2. Relevant equations

P=W/(delta)t W=(delta)E

3. The attempt at a solution

So I found the displacement using kinematics to determine the DISTANCE up the ramp that the cart goes while accelerating. this was 13.176m . Then I found the change in height by trig (6.588 m) And finally , I found the change in energy and divided by time of acceleration. My final answer was 5307 W . But the answer is supposed to be twice this value.

Where did we go wrong?

2. Nov 14, 2009

### Delphi51

The trouble is the power increases as the speed increases (P = F*v). In fact, the power is zero initially because the velocity is zero. The power at the end of the 12 seconds would likely be twice the average power you found.
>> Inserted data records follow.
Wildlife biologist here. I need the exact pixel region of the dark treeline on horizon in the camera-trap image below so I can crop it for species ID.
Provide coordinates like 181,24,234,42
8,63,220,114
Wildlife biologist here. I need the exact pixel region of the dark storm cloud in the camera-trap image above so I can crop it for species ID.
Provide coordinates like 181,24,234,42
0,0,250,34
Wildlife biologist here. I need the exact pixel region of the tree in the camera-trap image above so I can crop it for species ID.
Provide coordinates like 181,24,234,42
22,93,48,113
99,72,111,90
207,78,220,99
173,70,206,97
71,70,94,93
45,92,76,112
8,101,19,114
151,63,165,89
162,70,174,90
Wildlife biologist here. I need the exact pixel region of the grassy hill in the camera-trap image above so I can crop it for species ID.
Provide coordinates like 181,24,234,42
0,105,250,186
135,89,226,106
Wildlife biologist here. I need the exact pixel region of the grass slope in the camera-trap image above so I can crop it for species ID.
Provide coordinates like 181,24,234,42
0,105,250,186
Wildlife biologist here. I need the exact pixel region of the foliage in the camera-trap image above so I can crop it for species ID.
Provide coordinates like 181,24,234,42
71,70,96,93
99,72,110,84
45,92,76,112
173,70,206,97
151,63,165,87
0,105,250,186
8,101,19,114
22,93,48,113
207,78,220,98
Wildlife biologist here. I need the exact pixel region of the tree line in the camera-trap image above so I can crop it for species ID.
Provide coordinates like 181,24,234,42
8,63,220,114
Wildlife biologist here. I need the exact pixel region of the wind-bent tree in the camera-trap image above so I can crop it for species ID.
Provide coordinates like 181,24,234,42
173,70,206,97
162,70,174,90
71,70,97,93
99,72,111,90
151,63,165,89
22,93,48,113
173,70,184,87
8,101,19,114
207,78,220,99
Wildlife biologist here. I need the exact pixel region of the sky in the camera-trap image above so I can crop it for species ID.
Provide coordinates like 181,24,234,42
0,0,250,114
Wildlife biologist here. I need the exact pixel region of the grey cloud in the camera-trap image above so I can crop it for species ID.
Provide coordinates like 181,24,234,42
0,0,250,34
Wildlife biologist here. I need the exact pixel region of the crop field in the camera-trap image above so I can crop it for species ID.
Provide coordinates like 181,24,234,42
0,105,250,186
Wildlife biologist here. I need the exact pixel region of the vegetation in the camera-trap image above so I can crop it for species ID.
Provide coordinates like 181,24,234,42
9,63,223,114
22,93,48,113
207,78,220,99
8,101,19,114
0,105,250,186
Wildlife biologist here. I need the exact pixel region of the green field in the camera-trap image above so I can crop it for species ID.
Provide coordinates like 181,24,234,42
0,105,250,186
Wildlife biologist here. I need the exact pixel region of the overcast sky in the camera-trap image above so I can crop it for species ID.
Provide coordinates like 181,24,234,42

I used a different method (Power = F*v) and got 10624 W.

3. Nov 14, 2009

### rl.bhat

Find acceleration due to gravity down the inclined plane. If you want to move the car up the shaft, first you have to overcome this retardation. Then accelerate the car to reach final velocity in 12 s. Maximum power = Net force*maximum velocity.

4. Nov 14, 2009

### mike_302

OHhhhhhh okay. We didn't cover that in our lectures so I have a feeling this question was just out there... to make us think. It's good though.

So let me get this straight: Power=Work/Time (constant power) Power=F*v (changing power)

5. Nov 14, 2009

### Delphi51

You can understand it this way:
P = Work/time = F*d/t
Since v = d/t, this is P = F*v
(Strictly speaking the d and t should be infinitesimally small to be correct when velocity is not constant.)

For the force, rl.bhat's suggestion is to write
sum of forces = ma
for the car. Both the forces and the acceleration are along the ramp so take only the component of mg that is along the ramp and ignore the component into the ramp.

6. Nov 15, 2009

### mike_302

Sorry... I think I need that explained a little differently. Which scenario is it better to use which of those equations for? I mean, I understand the derivation of those equations, but why use F*v rather than W/t in any given situation?

7. Nov 15, 2009

### rootX

Assume that you stop halfway. Find power spent in going from bottom to the middle point and then from the middle point to the top. Further find how power formula W/t was determined paying special attention to the assumptions made. To be honest, I should be looking at the derivation too. I never really cared much about the assumptions during high school/first year physics course or encountered this particular problem. Thanks for bring up this problem.

In this problem, rl.bhat has provided good explanation. Looking at the question again it only asks for instantaneous maximum power not average power over the whole trip.

Last edited: Nov 15, 2009
8. Nov 15, 2009

### Delphi51

Yes, it is better to use F*v than W/t because you need the instantaneous value at the end of the acceleration phase, not an average over a time.

9. Nov 15, 2009

### mike_302

Okayyyy. So either one of those equations works just as well for non accelerating systems, but the one with speed will find my maximum work given a specific speed. I understand. Thanks guys! That actually helped a tonne!